My workaround works ok for now, but it requires reboot if I want to launch my VM. I'd ideally like to be able to bind/unbind my nvidia GPU on demand when I want to switch between using it on the host vs in the windows 11 VM. Example bind to VFIO script:
#!/bin/bash
set -x
Stop display manager
systemctl stop display-manager
Unbind VTconsoles: might not be needed
echo 0 > /sys/class/vtconsole/vtcon0/bind
echo 0 > /sys/class/vtconsole/vtcon1/bind
Unload NVIDIA kernel modules
modprobe -r nvidia_drm
modprobe -r nvidia_modeset
modprobe -r nvidia_uvm
modprobe -r nvidia
Detach GPU devices from host
Use your GPU and HDMI Audio PCI host device
sudo virsh nodedev-detach pci_0000_01_00_0
sudo virsh nodedev-detach pci_0000_01_00_1
Load vfio module
modprobe vfio-pci
If I run
lspci -nnk -d 10de:2684
lspci -nnk -d 10de:22ba
It looks properly bound to vfio-pci:
01:00.0 VGA compatible controller [0300]: NVIDIA Corporation Device [10de:2684] (rev a1)

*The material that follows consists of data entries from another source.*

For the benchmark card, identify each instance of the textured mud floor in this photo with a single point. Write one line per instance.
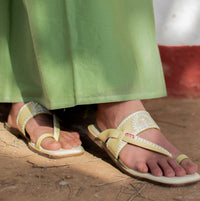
(24, 175)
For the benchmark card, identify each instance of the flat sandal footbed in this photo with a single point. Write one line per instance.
(130, 128)
(29, 111)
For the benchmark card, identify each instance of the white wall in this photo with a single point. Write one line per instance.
(177, 22)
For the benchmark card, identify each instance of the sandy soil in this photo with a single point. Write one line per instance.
(25, 175)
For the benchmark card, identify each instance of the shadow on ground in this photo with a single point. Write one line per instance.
(25, 175)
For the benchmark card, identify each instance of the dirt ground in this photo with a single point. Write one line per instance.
(25, 175)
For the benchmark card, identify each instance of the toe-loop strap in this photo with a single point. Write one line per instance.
(41, 138)
(180, 158)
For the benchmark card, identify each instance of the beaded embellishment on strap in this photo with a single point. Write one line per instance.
(137, 122)
(27, 112)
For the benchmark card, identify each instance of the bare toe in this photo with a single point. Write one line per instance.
(141, 166)
(189, 166)
(154, 168)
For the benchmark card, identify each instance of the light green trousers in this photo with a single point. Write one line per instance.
(63, 53)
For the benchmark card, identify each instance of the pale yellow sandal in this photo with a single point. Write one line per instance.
(113, 140)
(29, 111)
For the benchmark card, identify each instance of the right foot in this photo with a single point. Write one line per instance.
(41, 124)
(110, 115)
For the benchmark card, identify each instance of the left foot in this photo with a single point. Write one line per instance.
(110, 115)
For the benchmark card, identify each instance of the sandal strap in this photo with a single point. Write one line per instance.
(137, 123)
(118, 139)
(27, 112)
(55, 135)
(127, 132)
(41, 138)
(181, 157)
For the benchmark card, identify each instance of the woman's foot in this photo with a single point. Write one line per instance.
(110, 115)
(41, 124)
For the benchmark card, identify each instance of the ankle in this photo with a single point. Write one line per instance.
(110, 115)
(12, 116)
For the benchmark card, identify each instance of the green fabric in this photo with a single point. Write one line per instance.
(63, 53)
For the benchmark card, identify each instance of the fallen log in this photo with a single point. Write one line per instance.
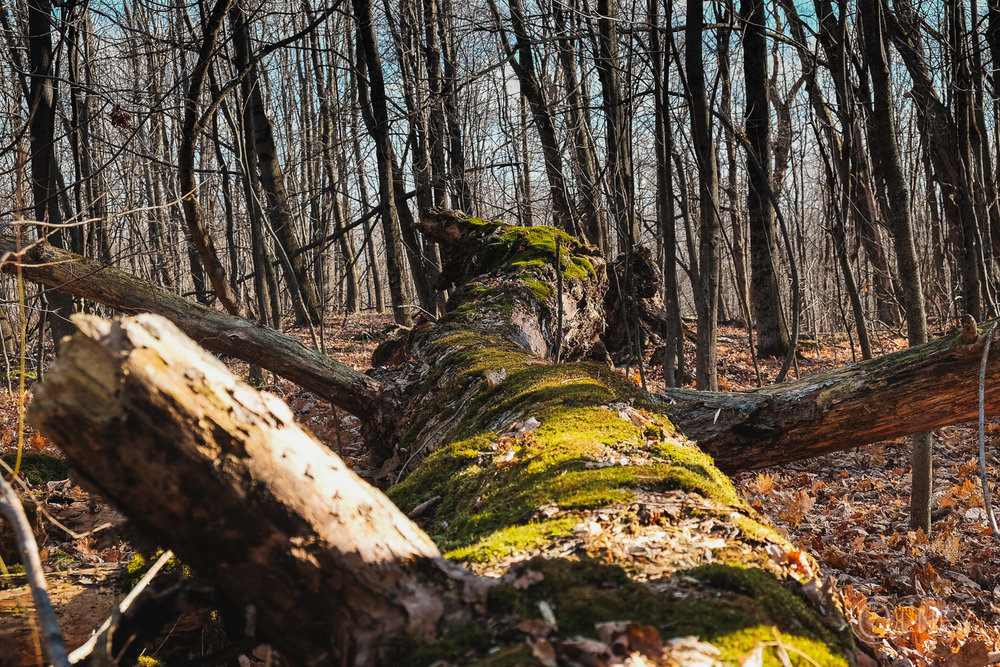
(921, 388)
(215, 330)
(607, 523)
(220, 472)
(911, 391)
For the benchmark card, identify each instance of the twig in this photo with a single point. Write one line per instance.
(99, 644)
(982, 432)
(559, 323)
(10, 506)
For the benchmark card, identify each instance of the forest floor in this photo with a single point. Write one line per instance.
(913, 599)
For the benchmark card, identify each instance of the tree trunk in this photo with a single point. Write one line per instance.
(308, 306)
(706, 283)
(193, 125)
(531, 88)
(221, 333)
(44, 166)
(883, 141)
(772, 338)
(336, 574)
(374, 108)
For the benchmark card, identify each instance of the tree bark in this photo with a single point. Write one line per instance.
(308, 306)
(193, 125)
(217, 331)
(531, 88)
(706, 284)
(372, 99)
(772, 338)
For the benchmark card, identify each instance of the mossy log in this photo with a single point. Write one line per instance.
(563, 478)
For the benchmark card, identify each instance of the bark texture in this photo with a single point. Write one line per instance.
(565, 472)
(918, 389)
(222, 474)
(217, 331)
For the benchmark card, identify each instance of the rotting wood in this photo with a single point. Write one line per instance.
(567, 462)
(918, 389)
(214, 330)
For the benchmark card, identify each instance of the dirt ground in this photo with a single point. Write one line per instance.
(914, 599)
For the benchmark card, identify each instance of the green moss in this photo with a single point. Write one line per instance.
(39, 468)
(138, 565)
(514, 539)
(733, 608)
(456, 643)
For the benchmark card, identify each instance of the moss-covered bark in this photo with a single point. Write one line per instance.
(562, 478)
(570, 472)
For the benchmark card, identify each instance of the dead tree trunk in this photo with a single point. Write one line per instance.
(925, 387)
(566, 472)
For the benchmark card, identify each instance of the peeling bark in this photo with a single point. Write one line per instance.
(565, 472)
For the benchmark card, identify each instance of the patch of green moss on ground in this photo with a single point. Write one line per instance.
(39, 468)
(735, 611)
(138, 565)
(454, 644)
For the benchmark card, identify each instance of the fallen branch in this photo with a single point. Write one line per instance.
(10, 507)
(918, 389)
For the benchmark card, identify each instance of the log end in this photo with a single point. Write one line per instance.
(969, 329)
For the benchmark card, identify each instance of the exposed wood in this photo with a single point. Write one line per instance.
(918, 389)
(337, 574)
(223, 475)
(217, 331)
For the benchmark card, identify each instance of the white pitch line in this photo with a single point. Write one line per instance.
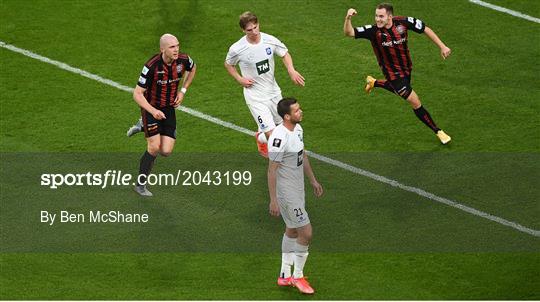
(505, 10)
(322, 158)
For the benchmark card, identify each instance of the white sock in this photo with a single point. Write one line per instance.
(262, 138)
(300, 257)
(287, 256)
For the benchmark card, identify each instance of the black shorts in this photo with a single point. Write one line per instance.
(165, 126)
(402, 87)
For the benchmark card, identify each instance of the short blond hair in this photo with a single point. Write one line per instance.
(246, 18)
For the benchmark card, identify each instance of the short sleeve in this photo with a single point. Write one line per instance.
(189, 63)
(415, 25)
(232, 57)
(276, 147)
(364, 32)
(145, 77)
(279, 48)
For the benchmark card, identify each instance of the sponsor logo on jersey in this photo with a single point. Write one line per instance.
(262, 67)
(394, 42)
(165, 82)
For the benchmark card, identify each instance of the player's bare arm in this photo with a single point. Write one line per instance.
(241, 80)
(187, 82)
(347, 27)
(138, 96)
(296, 77)
(272, 174)
(317, 188)
(445, 51)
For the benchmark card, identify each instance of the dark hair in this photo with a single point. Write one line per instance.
(284, 106)
(247, 17)
(389, 8)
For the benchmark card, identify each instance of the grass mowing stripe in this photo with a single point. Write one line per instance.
(322, 158)
(506, 10)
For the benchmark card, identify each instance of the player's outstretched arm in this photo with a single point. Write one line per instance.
(445, 51)
(234, 73)
(296, 77)
(138, 96)
(317, 188)
(347, 27)
(185, 85)
(272, 172)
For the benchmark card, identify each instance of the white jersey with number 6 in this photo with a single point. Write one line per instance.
(287, 148)
(256, 62)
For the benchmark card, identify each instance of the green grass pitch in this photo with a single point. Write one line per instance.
(371, 240)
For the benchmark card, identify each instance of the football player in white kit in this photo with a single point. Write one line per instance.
(254, 53)
(287, 164)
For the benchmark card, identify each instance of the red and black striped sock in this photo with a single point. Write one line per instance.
(424, 116)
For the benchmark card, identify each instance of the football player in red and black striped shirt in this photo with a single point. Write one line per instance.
(158, 93)
(389, 36)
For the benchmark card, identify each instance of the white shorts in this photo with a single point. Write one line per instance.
(294, 213)
(265, 113)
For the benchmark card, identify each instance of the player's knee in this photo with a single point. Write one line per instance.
(153, 149)
(165, 153)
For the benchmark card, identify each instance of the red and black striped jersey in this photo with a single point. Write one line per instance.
(161, 81)
(390, 45)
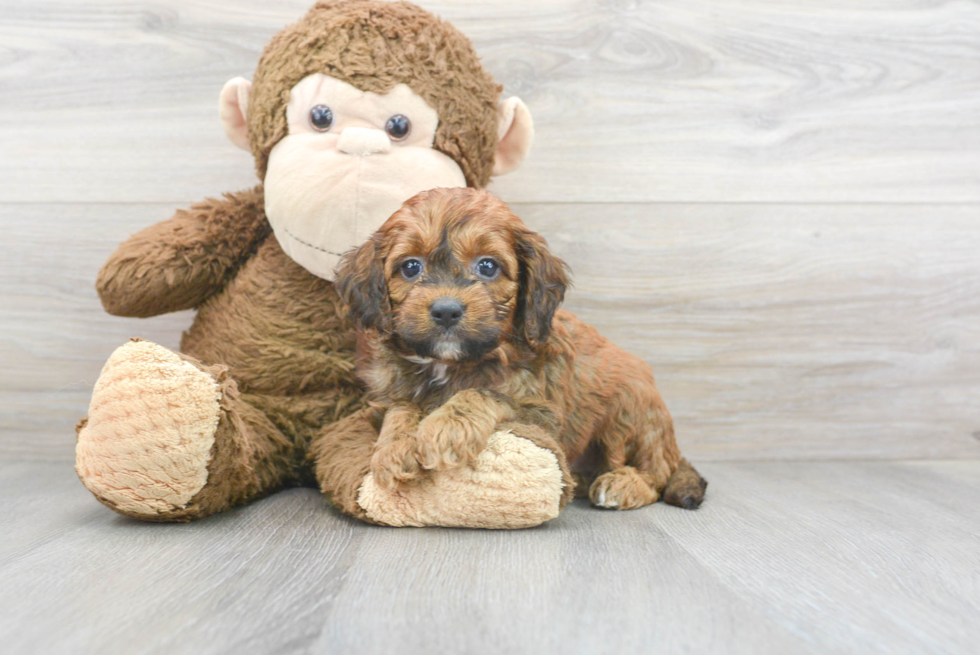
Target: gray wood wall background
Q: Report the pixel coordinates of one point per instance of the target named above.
(776, 204)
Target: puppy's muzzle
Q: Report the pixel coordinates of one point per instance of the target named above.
(446, 312)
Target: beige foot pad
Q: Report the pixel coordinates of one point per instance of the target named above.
(151, 425)
(514, 484)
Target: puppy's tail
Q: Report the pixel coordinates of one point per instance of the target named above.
(685, 488)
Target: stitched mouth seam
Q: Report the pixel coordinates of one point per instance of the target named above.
(310, 245)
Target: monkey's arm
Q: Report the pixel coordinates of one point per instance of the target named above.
(181, 262)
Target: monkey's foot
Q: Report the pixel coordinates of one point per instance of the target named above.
(513, 484)
(145, 448)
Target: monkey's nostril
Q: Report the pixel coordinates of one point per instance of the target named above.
(446, 312)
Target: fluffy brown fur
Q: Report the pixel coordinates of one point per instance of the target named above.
(275, 337)
(510, 355)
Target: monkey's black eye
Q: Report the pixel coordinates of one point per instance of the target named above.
(411, 268)
(398, 127)
(487, 268)
(321, 118)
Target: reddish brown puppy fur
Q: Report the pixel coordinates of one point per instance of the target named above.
(454, 348)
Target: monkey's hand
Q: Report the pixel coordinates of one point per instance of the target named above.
(181, 262)
(456, 433)
(394, 461)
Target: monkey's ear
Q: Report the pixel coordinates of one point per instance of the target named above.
(515, 132)
(543, 280)
(360, 281)
(233, 108)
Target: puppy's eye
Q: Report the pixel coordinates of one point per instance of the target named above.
(488, 268)
(411, 268)
(321, 118)
(398, 127)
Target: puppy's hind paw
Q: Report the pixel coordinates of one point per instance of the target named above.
(623, 488)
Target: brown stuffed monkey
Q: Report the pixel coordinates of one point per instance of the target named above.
(353, 110)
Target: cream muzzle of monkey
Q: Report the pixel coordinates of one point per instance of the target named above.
(328, 190)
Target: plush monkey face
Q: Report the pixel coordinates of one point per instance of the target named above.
(350, 160)
(341, 155)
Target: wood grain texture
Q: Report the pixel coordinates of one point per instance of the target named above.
(867, 557)
(776, 331)
(674, 100)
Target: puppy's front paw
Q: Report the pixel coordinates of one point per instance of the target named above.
(623, 488)
(395, 462)
(448, 438)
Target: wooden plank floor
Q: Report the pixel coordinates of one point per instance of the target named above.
(784, 557)
(775, 204)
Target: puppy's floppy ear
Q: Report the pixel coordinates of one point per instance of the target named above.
(543, 280)
(360, 281)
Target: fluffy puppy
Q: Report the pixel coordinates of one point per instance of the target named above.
(461, 332)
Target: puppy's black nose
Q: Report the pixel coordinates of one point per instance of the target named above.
(446, 312)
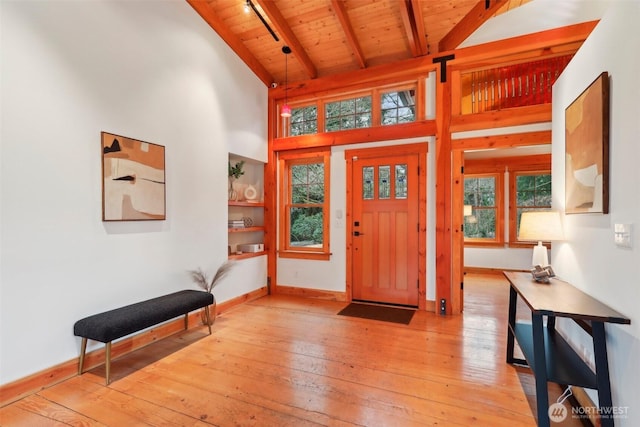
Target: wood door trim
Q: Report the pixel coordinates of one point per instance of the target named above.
(421, 150)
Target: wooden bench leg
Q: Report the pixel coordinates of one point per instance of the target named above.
(83, 349)
(107, 362)
(207, 315)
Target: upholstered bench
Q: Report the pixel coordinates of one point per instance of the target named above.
(111, 325)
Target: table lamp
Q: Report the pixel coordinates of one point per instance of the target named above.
(541, 226)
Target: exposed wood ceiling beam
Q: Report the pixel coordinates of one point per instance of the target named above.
(414, 36)
(234, 42)
(341, 13)
(471, 22)
(416, 5)
(283, 28)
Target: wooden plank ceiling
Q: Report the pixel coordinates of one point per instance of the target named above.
(330, 37)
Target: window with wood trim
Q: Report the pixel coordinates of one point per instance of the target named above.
(304, 204)
(304, 120)
(378, 106)
(350, 113)
(484, 193)
(398, 106)
(529, 191)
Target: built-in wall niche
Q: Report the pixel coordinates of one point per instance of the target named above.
(246, 208)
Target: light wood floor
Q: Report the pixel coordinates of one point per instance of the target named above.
(285, 361)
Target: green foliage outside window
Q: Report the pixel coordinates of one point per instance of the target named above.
(304, 120)
(533, 192)
(398, 107)
(348, 114)
(307, 199)
(480, 193)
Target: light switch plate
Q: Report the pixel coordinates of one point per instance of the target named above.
(622, 235)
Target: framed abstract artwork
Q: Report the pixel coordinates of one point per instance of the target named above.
(587, 150)
(133, 179)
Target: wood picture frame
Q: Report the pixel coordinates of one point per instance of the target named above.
(133, 179)
(587, 150)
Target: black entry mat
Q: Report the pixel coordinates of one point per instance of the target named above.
(378, 312)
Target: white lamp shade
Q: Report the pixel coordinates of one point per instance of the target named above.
(540, 226)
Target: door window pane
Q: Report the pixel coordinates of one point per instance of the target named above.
(367, 183)
(384, 182)
(401, 181)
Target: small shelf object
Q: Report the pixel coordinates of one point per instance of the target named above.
(245, 208)
(548, 355)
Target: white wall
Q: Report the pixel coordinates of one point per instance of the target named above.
(152, 71)
(588, 258)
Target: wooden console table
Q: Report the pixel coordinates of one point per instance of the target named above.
(548, 355)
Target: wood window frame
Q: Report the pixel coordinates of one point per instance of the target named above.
(513, 207)
(285, 161)
(499, 208)
(283, 124)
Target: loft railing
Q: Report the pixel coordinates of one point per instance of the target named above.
(512, 86)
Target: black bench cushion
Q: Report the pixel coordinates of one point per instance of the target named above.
(114, 324)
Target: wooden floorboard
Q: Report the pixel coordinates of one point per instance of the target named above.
(289, 361)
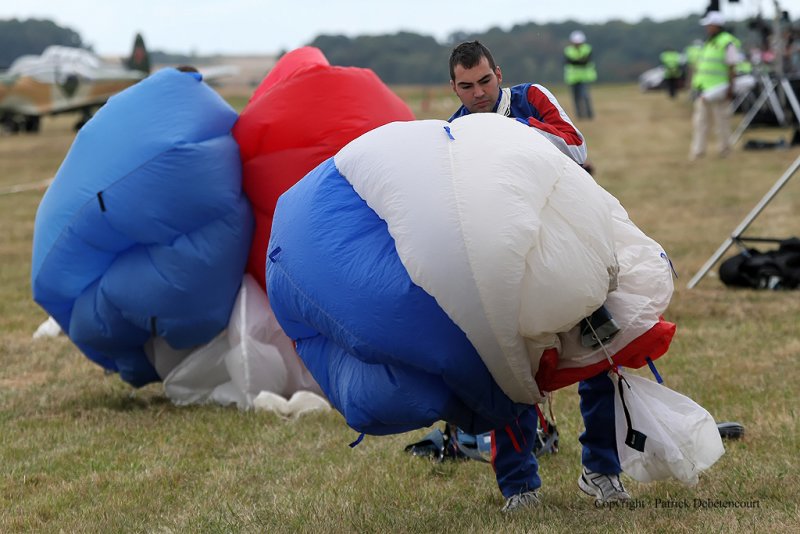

Subsystem: Gigabyte Technology Co., Ltd Device [1458:40e5]
Kernel driver in use: vfio-pci
Kernel modules: nvidiafb, nouveau, nvidia_drm, nvidia
01:00.1 Audio device [0403]: NVIDIA Corporation Device [10de:22ba] (rev a1)
Subsystem: Gigabyte Technology Co., Ltd Device [1458:40e5]
Kernel driver in use: vfio-pci
Kernel modules: snd_hda_intel
If I reboot with vfio.conf applied and inspect things it looks the same but oddly does work when launching my Windows 11 VM:
01:00.0 VGA compatible controller [0300]: NVIDIA Corporation Device [10de:2684] (rev a1)
Subsystem: Gigabyte Technology Co., Ltd Device [1458:40e5]
Kernel driver in use: vfio-pci
Kernel modules: nvidiafb, nouveau, nvidia_drm, nvidia
01:00.1 Audio device [0403]: NVIDIA Corporation Device [10de:22ba] (rev a1)
Subsystem: Gigabyte Technology Co., Ltd Device [1458:40e5]
Kernel driver in use: vfio-pci
Kernel modules: snd_hda_intel
But if I then unbind from vfio and bind to nvidia:
#!/bin/bash
set -x
Attach GPU devices to host
Use your GPU and HDMI Audio PCI host device
sudo virsh nodedev-reattach pci_0000_01_00_0
sudo virsh nodedev-reattach pci_0000_01_00_1
Unload vfio module
modprobe -r vfio-pci
#stop race condition
sleep 2
Load NVIDIA kernel modules
modprobe nvidia
modprobe nvidia_modeset
modprobe nvidia_uvm
modprobe nvidia_drm
Bind VTconsoles: might not be needed
echo 1 > /sys/class/vtconsole/vtcon0/bind
echo 1 > /sys/class/vtconsole/vtcon1/bind
nvidia-smi works fine:
+---------------------------------------------------------------------------------------+
| NVIDIA-SMI 535.161.07 Driver Version: 535.161.07 CUDA Version: 12.2 |
|-----------------------------------------+----------------------+----------------------+
| GPU Name Persistence-M | Bus-Id Disp.A | Volatile Uncorr. ECC |
| Fan Temp Perf Pwr:Usage/Cap | Memory-Usage | GPU-Util Compute M. |
| | | MIG M. |
|=========================================+======================+======================|
| 0 NVIDIA GeForce RTX 4090 Off | 00000000:01:00.0 Off | Off |
| 0% 49C P0 67W / 450W | 0MiB / 24564MiB | 0% Default |
| | | N/A |
+-----------------------------------------+----------------------+----------------------+
+---------------------------------------------------------------------------------------+
| Processes: |
| GPU GI CI PID Type Process name GPU Memory |
| ID ID Usage |
|=======================================================================================|
| No running processes found |
+---------------------------------------------------------------------------------------+
But when I run something in Docker that uses pytorch:
RuntimeError: Torch is not able to use GPU
Even worse, when I try to rebind to vfio it works as if I hadn't enabled vfio.conf and I get the same error on launching the Windows 11 VM:
2024-04-09T16:04:45.089687Z qemu-system-x86_64: -device vfio-pci,host=0000:01:00.0,id=hostdev0,bus=pci.5,addr=0x0: Failed to mmap 0000:01:00.0 BAR 1. Performance may be slow
2024-04-09T16:04:55.682373Z qemu-system-x86_64: vfio_region_write(0000:01:00.0:region1+0x8c, 0x1,4) failed: Cannot allocate memory
It feels pretty clear to me that something is still using nvidia somehow, even though it is using vfio-pci kernel driver and lsof /dev/nvidia0 returns a blank string. Any ideas? I'm going a bit crazy here!